Powerful stories and characters shine in books by and about first peoples

By Cara McKenna

Indigenous books were featured and discussed when the 29th annual Vancouver
Writers Festival was held in October as more than 17,000 people attended the event on Granville Island.

A panel of authors who have written books about Indigenous Canada participated in an event called ‘Melding Worlds’ around the significance of Aboriginal storytelling.

Katherena Vermette, a Métis author on the panel, said she believes the country wants to hear more stories from and about its first peoples. Her novel The Break is a family saga about women living in Winnipeg’s notorious North End near where Vermette herself lives.

“These were stories that I had with me for quite a long time and that I ran from for quite a long time” she explained. “I learned, because I was talking about such horrific things, I really needed to find a way to talk about that. What I found was, I was looking for the beauty.”

The four-author panel also discussed the concept of reconciliation and how it factored into their novels.
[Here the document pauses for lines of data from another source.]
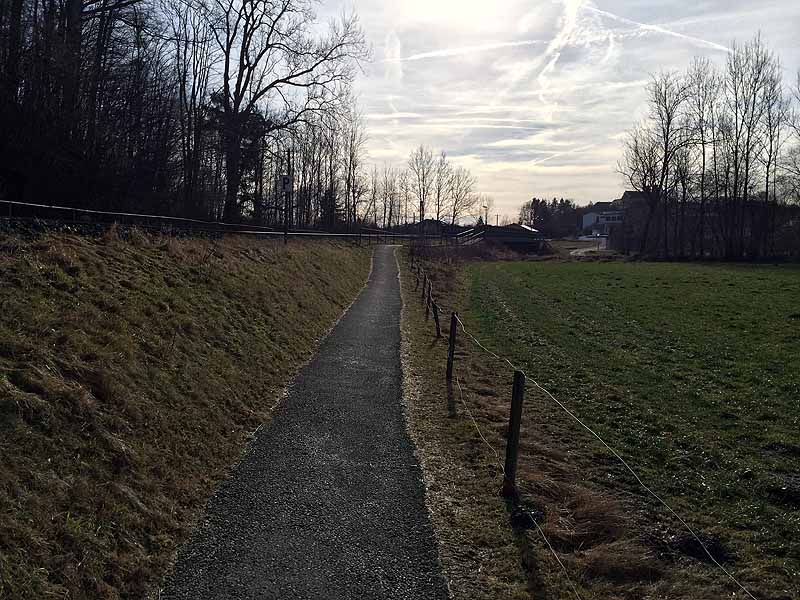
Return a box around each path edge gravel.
[395,247,454,600]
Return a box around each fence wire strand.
[453,372,583,600]
[531,519,584,600]
[525,375,757,600]
[454,373,503,470]
[416,263,758,600]
[455,314,519,372]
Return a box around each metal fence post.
[446,312,457,380]
[502,370,526,499]
[432,302,441,338]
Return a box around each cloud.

Vermette said, for her, reconciliation wasn’t something she thought about much while writing.

“There’s nothing to get over, nothing has ended … families are still being ripped apart,” she said. “My obligation was to these women that I made up in my head.”

However, for settler author Jennifer Manuel, reconciliation was on her mind. Manuel’s novel The Heaviness of Things That Float tells the story of a non-Indigenous woman coming to work in an Indigenous community and explores the complex dynamic.

The story is inspired by Manuel’s experiences working as a teacher in a remote Nuu-chah-nulth nation and questioning her place within the small community.

“There were comments made about [my book] in regards to reconciliation,” she said but added she feels uncomfortable promoting it that way, she also added that she was also worried about this issue before even realizing how to publish a book because she knew due to the topic, whether looking for the beauty in it or not, could be harder to find publishing companies or agents that would run alongside publishing the content.

“When it was published, I actually felt really uneasy about the business of promoting it and going out and saying: ‘read my book.'”

Two other authors spoke on the panel. Joan Crate wrote Black Apple that tells the story of a young Indigenous girl growing up in the residential school system. Gail Anderson-Dargatz’s novel The Spawning Grounds is a family story that joins First Nations and settler cultures in a story set in BC’s Thompson-Shuswap region.

Kathryn Gretsinger, who moderated the panel, said that the four novels in discussion are unique, but the stories intersect in many ways.

“They’re so powerful and there’s characters in here who I know I’m going to carry with me for the rest of my life,” she concluded.